Re: Follow: Recipe woes

Howdy.  Thanks for the reply.

On Sun, 1 Jun 2003, Dallman Ross wrote:

On Sat, May 31, 2003 at 11:28:33PM -0500, Justin Shore wrote:

I can't figure out a regex way to remove all occurences of
"***SPAM***" from the Subject line.  This happens when I bounce a
piece of spam that SpamAssassin has already marked up to a spamtrap
address anymore.  My only fix is to check for that string twice.  A
regex fix for this would be handy.


One assumes you are sending the mail to SA higher up in your rc.
There are several considerations here.  One, why don't you catch
the value of Subject: before SA ever sees the mail and changes it?
Two, there are options to stop SA from writing to the Subject:
line.  Perhaps you should use them?  Three, SA's -d option, or
the razor-report program's submit option, can strip the ***SPAM***
stuff out.  But I'd go with No. 1 here, because you hav an
unaltered piece of mail, which you then alter with SA, then try
to unalter with some other tool inside procmail.  Seems like
a counterproductive way to go.


I should have said it earlier.  I'm calling SA from MIMEDefang.  I've
found a number of uses for that method (plus it's good to know how to use
it for the next time you set up a mailhub and have to do it that way).  
In case you aren't familar with how SA works with MD, SA can't make any
changes to the message it's checking.  Best it can do is report back to MD
what the results were and let MD make the neccessary changes.  MD makes
all the changes long before the LDA gets its mits on the mail.  SA -d
doesn't strip all the changes I make in the headers.  It finds all the
X-Spam lines just fine, even though they are in a slightly different
format than what SA would write.  It doesn't however find the "***SPAM***"  
I put on the Subject line.  I believe they used 5 asterisks on each side 
of "SPAM" whereas I only use 3.  Trivial change as face value but 
unfortunately I rolled it out like that without realizing what the default 
SA string was or the consequences of doing it in a different way.  Even if 
SA -d could remove an instances of "***SPAM***", can it remove more than 
one instance of it?

So simply capture SUBJECT on all your mail up-top in your rc.  Then,
when a particular piece is spam, you already have the value to send
in your custom report action.

That said, if you really want to remove the lines, you could use sed:

      SUBJECT = "`echo $SUBJECT | sed 's/\*\*\*SPAM\*\*\*//g'`


That would probably work.  I wasn't sure if procmail would let me work 
with a variables in that fashion.  Do you know of a regex way to remove 
any number of occurences of "***SPAM***" separated by a spam on that line?

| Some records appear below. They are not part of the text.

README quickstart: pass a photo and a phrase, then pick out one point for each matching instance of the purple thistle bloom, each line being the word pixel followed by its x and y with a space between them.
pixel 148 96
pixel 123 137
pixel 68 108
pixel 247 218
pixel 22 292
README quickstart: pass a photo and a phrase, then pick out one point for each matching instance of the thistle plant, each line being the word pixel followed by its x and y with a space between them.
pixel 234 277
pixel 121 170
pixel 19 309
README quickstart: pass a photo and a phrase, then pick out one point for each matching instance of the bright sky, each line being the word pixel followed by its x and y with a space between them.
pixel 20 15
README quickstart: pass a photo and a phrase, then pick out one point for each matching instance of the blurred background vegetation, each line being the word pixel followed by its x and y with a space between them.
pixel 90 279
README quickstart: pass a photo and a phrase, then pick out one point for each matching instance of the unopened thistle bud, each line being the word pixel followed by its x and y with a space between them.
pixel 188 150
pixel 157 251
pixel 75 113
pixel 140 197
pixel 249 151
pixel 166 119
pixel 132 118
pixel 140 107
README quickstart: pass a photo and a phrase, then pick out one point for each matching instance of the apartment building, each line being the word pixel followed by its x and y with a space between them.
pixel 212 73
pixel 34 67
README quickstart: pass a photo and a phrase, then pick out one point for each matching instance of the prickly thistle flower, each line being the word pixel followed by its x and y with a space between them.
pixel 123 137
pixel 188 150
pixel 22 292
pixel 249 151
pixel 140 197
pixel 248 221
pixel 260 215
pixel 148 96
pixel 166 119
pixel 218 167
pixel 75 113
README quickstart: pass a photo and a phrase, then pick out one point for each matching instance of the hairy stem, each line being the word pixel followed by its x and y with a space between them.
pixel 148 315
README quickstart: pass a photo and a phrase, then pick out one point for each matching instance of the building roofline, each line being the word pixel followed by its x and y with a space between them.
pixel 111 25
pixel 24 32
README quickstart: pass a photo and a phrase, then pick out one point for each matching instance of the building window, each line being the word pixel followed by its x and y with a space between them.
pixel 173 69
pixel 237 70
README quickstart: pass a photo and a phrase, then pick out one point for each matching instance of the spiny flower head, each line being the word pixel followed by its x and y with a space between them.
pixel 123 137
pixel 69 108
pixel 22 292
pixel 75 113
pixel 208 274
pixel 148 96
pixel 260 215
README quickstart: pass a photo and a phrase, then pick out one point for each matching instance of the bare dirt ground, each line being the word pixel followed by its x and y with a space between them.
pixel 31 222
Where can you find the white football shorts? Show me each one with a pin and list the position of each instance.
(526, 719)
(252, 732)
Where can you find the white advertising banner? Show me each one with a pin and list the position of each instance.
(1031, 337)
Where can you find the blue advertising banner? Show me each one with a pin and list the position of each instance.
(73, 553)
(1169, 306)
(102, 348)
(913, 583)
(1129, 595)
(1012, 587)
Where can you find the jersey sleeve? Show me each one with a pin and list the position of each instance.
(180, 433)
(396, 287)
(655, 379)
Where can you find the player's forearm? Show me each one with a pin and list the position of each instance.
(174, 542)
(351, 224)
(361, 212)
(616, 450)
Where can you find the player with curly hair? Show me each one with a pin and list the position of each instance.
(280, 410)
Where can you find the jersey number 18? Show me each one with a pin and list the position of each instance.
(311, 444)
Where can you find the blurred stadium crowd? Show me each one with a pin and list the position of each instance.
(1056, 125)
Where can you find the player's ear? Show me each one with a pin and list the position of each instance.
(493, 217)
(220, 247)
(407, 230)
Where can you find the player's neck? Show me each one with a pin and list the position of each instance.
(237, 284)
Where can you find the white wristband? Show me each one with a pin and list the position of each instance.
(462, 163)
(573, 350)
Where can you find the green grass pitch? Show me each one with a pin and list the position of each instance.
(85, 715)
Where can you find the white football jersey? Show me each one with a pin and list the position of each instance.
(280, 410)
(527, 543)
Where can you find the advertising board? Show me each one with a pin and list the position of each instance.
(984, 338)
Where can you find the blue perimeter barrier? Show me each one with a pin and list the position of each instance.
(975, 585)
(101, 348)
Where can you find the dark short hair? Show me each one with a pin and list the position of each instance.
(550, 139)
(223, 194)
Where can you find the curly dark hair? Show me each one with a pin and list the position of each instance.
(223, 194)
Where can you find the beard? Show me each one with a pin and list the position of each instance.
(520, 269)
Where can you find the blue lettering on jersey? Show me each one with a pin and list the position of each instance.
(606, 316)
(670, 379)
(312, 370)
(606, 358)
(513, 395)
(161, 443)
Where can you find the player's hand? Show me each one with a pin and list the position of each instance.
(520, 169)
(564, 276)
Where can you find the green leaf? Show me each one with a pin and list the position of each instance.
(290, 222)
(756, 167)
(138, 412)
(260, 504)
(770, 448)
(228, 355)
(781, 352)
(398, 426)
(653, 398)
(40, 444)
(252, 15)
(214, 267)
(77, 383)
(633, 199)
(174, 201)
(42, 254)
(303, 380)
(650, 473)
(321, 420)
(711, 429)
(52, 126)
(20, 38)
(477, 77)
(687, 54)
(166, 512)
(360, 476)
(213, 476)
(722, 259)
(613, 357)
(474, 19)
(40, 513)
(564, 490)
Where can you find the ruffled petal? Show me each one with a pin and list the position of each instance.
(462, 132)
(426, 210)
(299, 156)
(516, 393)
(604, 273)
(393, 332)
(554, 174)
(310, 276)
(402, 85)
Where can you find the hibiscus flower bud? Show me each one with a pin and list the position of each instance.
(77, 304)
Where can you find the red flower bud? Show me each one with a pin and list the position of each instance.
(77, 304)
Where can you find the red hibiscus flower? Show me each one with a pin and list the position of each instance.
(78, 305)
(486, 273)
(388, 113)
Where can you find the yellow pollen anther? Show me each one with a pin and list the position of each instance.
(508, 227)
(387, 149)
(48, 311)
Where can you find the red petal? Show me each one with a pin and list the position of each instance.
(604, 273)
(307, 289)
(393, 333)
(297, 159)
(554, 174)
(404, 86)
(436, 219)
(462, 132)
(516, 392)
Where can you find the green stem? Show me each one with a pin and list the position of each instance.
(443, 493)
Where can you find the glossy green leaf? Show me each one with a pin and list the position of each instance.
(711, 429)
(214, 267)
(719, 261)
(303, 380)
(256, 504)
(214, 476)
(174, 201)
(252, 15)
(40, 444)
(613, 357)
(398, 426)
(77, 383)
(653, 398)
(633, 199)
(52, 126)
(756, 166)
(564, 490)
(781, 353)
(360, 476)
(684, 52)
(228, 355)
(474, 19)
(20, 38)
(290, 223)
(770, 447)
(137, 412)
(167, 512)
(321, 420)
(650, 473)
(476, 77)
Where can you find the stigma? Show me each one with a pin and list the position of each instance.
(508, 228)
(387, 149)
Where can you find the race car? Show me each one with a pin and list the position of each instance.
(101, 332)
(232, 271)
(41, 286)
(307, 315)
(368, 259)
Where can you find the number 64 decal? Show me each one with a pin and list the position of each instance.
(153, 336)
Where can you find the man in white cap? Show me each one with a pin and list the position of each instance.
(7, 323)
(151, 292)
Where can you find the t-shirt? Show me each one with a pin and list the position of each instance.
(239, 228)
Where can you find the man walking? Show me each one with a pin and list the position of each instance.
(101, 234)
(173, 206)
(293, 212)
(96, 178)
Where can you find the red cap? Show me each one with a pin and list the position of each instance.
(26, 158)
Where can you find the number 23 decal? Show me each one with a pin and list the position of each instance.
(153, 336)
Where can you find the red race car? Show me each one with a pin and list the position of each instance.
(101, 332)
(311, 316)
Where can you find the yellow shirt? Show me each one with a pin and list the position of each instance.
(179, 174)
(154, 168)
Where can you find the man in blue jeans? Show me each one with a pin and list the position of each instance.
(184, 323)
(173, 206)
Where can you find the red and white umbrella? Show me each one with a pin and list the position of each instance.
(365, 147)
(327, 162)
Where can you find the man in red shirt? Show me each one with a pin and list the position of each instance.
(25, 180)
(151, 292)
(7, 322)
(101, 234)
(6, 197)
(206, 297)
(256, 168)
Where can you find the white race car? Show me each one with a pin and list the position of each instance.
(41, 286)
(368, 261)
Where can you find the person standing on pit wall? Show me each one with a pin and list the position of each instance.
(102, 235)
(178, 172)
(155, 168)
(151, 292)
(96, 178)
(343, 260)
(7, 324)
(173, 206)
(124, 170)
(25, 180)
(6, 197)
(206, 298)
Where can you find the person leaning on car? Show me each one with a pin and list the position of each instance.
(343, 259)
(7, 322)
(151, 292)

Along the same lines I can't figure out how to apply that regex to
$SUBJECT that I initially match.  I use it later when I forward mail
to the FTC and NANAS.  Any tips on this that take into account the
problem of multiple ***SPAM*** strings would be gladly accepted.


You should be using the -d flag to SA to strip out changes to the
headers before you make reports.


MD complicates things, doesn't it.? :)

# Extract subject and assign it to SUBJECT
:0
* ^Subject:[        ]*\/[^  ].*
{
        SUBJECT=$MATCH
}

## Report spam to Pyzor, Razor, the FTC, and NANAS.
:0 BH
# Hopefully this will prevent mail loops.
* $ ! ^X-Spam-Loop: $BOUNCER
* !   ^FROM_DAEMON
{
    :0f
    # Clean up the spam by removing the SA headers, Subject change
    # and other misc headers.
    | spamassassin -d \
    | sed -e "s/^Subject: \*\*\*SPAM\*\*\*/Subject:/" \
          -e "s/^Subject: \*\*\*SPAM\*\*\*/Subject:/" \


Use the g option to sed.  Anyway, you have already bothered to
extract SUBJECT above, so do your operation on that, not on a
newly extracted copy of the same line that you have to parse
the whole message again for.


These lines are only making changes to the headers in the messages I 
directly report to *zor.  I have to make my Body changes elsewhere or *zor 
will generate invalid hashes.  Since I"m not reconstructing the message, 
only removing the SA markup and bouncing lines, I don't have an 
opportunity to use $SUBJECT yet.  That's later.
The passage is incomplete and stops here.